ISIS is transmitting fatwas in Jalalabad, one of the biggest cities in Afghanistan, for the first time. According to the officials and local inhabitants, ISIS has been transmitting extremist fatwas for hours in the city, and it is the first time they are doing so.
As Achin district Governor Haji Ghalib reported to NBC News, the claimed “Voice of the Caliphate” has been preaching “lots of revolutionary propaganda and fatwas” for ISIS, and is calling on the ISIS followers to kill anyone that dares stand in the path of ISIS. This transmission of fatwas has begun since earlier this week.
“If something is not done, these fatwas will have very serious consequences,” he further added.
Since most of the Afghans do not possess televisions, radio is the nation’s most influential form of media to reach out to the mass. The Taliban, with its own units for communication, uses the airwaves to make important announcements and sometimes even to threaten its rivals. However, it has not yet managed to reach through to the urban centers of the country.
ISIS, which has by far seized strips of ground in Syria and Iraq, lately stepped up attacks on the security forces in Afghanistan in the province of Nangarhar. It is where Jalalabad is located.
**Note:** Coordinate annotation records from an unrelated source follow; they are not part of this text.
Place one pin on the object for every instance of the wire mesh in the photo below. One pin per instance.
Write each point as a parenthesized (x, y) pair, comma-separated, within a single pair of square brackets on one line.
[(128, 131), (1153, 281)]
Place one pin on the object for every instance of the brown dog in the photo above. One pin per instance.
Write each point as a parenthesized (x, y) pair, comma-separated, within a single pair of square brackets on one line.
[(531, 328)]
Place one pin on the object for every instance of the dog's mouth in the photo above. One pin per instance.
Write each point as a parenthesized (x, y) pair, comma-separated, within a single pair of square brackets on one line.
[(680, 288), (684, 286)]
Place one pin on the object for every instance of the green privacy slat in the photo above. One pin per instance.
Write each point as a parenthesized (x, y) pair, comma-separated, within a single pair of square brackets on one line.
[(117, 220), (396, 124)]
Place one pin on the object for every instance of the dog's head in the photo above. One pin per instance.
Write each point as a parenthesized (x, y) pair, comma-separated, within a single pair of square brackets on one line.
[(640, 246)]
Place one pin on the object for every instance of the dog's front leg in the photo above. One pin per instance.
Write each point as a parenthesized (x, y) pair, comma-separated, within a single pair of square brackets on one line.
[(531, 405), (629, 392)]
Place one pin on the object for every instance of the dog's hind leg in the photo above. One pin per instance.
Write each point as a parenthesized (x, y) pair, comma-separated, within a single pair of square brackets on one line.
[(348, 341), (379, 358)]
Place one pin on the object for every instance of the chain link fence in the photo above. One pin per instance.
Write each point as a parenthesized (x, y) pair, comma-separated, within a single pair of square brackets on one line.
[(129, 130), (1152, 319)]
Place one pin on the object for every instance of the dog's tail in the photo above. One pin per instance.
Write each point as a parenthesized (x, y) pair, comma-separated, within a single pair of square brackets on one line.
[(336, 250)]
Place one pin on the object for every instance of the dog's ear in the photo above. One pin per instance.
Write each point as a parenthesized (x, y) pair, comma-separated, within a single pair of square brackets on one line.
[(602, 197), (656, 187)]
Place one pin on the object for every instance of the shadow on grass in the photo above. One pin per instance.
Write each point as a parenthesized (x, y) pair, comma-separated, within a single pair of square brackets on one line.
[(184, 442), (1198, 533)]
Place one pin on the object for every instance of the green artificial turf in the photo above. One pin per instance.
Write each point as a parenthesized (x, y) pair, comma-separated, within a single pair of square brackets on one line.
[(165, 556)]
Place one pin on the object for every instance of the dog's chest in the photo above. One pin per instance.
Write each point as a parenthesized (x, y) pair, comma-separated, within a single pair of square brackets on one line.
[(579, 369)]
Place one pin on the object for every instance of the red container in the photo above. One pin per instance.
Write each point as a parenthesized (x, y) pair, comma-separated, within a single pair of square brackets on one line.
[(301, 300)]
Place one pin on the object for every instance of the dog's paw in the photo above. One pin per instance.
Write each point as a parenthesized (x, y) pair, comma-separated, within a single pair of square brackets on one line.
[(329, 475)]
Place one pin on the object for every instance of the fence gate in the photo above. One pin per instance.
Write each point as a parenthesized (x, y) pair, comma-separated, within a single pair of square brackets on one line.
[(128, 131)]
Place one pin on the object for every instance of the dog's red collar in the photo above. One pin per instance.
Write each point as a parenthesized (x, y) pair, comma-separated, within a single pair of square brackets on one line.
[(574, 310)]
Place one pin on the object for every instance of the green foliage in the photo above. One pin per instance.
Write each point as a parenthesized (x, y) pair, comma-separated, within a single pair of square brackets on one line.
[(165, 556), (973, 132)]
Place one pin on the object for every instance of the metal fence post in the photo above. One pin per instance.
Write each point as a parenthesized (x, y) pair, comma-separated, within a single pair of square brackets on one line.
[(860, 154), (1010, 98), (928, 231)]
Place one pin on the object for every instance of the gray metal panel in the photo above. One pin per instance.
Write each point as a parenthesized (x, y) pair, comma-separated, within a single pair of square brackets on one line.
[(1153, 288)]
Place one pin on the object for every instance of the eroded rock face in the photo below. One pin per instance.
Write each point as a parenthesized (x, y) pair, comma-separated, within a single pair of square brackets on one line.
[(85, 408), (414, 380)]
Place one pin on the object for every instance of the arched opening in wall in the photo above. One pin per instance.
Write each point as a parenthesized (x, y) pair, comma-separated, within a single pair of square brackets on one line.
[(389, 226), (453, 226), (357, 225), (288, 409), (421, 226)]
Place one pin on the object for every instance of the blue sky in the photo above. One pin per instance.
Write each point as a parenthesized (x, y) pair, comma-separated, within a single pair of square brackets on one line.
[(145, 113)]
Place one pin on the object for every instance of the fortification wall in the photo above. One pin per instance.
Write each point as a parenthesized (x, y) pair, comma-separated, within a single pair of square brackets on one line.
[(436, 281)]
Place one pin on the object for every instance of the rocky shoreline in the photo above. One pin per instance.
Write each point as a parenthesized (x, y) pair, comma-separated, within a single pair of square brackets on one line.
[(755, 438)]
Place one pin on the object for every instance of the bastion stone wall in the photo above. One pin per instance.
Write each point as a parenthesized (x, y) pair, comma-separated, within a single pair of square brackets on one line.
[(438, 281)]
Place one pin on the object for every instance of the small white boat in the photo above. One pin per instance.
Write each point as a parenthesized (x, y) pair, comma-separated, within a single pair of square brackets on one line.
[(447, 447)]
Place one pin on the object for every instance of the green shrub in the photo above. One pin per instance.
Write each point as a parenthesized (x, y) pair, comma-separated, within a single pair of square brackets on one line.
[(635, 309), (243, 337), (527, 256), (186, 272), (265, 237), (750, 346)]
Fighters linked to ISIS have also drawn the Taliban members who are unhappy with the Taliban leadership, and the groups have clashed at times. The transmission of ISIS into Jalalabad has frightened some who have escaped ongoing hostility between the conflicting militant groups.
Azizullah, who has been forced to leave his village and now lives in a camp in Jalalabad, said, “We heard about [ISIS] radio a few days ago and for the past two nights I have been listening to it.”
“It has become the talk of the camp. People are afraid, we have seen the brutality of ISIS and know very well how serious this is. If the government does not stop this, these fatwas will have a very bad effect on people’s minds — there are a lot of youngsters who will be attracted to them,” he added.
Afghan officials have said that the ISIS transmissions are originating from the Pakistani side of the border. However, this claim has been disowned by Pakistani officials on that side.
A senior Taliban commander also confirmed the broadcasts from ISIS. The commander for the Taliban, who have been fighting the government forces since they were knocked down by the U.S.-backed forces back in 2001, said that his fighters had also heard the broadcasts from ISIS, who are their bitter rivals. He also went on to complain that Taliban lacked the resources to compete with ISIS.
Speaking to NBC News on the condition of namelessness, he said, “We don’t have enough resources as compared to our enemies, but even then we are successful in our job and people listen to us.”
He added, “We have installed transmitters in different places but we used to change the location of the transmitters and radio stations from time to time for security reasons.”
In spite of the fact that ISIS is generally believed to have relatively few followers, ISIS has been penetrating into Taliban strongholds in Afghanistan and Pakistan lately, and clashing with their fighters, particularly in Nangarhar.
On December 7, ISIS even hit at the Taliban with a video condemning their leadership for deviating from the righteous Muslim path. The ISIS video was distributed by the official Telegram channel of ISIS.
The ISIS video came five days after news had been circulating of the Taliban’s recently appointed leader, Mullah Akhtar Mohammad Mansour, and his severe injury in a shootout. The Taliban later released an audio, claimed to come from Mansour himself. However, rumors of his death persist and the Taliban leadership is allegedly hiding his death.